CHICAGO – In a racing career that spans nearly 40 years, yard work is the only reason Jeff Gordon has missed a start.
The four-time NASCAR champion was clearing vines off his family’s house in Pittsboro, Ind., as a teenager when he ran into a patch of poison ivy.
“It went into my blood system, and I got extremely allergic, my arm blew up, and I couldn’t bend it to turn the wheel,” Gordon said. “I’ve never missed a race since then.”
The Hendrick Motorsports driver, who has 10 races left in his 23rd and final full-time season in Sprint Cup, will tie Ricky Rudd’s record for consecutive starts in NASCAR’s premier series when he takes the green flag Sunday at Chicagoland Speedway for the 788th straight race in the No. 24 Chevrolet.
Gordon, 44, will break the mark the following week at New Hampshire Motor Speedway, though he understandably was leery about discussing it.
“I’ve got to get through this weekend first,” he said. “That’s one of those things where I feel a little strange talking about it because I do appreciate and respect the safety of this sport.
“(That) side can be taken away from you at any time. I want to break that record. I think it’s a huge accomplishment because it’s not easy to do. It’s easier today because the sport is safer. I look at Ricky Rudd and what he went through to make it. That is pretty extraordinary. I can’t quite compare that.”
Though there have been advancements such as SAFER barriers and head-and-neck restraint devices that have lessened the rate of driver injuries, Gordon still has endured his share of heavy impacts. His crashes into unprotected walls at Richmond International Raceway and Las Vegas Motor Speedway led both tracks to add sections of SAFER, an energy-absorbing technology that made its debut in 2002 and reduces the G forces felt by a driver in a wreck.
Gordon said his most fortunate moment came in the March 1999 race at Texas Motor Speedway, where he slammed the turn 4 wall after a right-front tire failure.
“That was no SAFER barrier, no HANS, and seats and seat belts were not what they are today,” Gordon said. “That could have been a very serious injury.
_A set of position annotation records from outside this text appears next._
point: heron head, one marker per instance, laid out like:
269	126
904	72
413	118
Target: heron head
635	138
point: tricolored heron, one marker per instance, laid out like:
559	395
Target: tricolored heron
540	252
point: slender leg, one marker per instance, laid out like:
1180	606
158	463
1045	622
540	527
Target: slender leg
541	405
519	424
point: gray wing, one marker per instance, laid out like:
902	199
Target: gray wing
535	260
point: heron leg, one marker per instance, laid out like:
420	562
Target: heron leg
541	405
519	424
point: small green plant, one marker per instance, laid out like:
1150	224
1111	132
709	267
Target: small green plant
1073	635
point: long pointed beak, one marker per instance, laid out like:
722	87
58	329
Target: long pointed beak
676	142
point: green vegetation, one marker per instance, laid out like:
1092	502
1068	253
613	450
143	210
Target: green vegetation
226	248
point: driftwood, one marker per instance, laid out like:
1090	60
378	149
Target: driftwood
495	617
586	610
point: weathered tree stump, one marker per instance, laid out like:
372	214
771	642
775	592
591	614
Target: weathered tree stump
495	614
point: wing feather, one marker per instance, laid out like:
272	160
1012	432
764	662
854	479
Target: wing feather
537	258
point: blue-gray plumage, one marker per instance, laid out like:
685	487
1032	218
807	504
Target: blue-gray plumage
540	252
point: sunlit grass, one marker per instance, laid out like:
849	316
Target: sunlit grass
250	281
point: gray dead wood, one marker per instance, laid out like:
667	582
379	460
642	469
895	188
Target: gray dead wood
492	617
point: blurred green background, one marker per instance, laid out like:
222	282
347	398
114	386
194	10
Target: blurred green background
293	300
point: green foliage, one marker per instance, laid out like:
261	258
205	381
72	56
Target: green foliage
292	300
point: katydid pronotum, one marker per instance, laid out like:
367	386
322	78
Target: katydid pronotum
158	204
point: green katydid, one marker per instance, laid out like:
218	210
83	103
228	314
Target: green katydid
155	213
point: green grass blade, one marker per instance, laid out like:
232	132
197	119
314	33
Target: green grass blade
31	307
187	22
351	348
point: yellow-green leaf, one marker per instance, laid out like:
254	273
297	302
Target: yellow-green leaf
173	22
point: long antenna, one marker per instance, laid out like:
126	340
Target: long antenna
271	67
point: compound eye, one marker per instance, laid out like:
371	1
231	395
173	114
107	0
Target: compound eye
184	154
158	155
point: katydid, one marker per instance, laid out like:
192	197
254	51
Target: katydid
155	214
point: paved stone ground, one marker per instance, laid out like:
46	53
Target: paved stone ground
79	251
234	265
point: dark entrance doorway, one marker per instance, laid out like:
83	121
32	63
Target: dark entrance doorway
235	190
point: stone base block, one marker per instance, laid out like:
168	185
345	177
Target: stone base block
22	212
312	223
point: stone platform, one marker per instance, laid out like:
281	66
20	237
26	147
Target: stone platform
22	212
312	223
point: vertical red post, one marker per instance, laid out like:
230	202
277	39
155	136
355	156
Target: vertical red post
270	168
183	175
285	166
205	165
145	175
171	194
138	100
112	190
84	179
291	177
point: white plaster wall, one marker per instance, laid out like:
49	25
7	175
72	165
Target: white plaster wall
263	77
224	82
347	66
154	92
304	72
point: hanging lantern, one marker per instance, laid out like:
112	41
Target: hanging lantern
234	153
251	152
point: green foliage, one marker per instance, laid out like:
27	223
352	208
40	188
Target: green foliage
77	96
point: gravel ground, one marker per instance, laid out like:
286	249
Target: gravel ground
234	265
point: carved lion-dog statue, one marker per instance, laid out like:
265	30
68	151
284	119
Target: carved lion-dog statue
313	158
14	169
It ended up being bruised ribs, and I was hurting.”
After a week off, Gordon returned to finish sixth at Bristol Motor Speedway, completing 500 punishing laps on the high banks of the 0.533-mile oval.
“I had all kinds of padding and different things that I put in my suit and on the seat to try to protect my ribs,” he said. “But what I realized was in the car, with pressure against it, through the Gs of the corners at Bristol actually made it feel better. It was when the caution came out and had to take a breath is when I was actually hurting. But that was the closest I’ve come (to missing a race).”
In the latter years of his career, the most serious threat to the streak was an occasionally ailing back. Gordon missed a May 24, 2014 practice at Charlotte Motor Speedway but was able to finish seventh the following day in a 600-mile race that is the longest on the schedule.
“When it hurt as bad as it did, I was scared I might not make it into that race car the next day,” he said. “Luckily, I had some great doctors that got me through it to get the injections, and I was able to make it through.”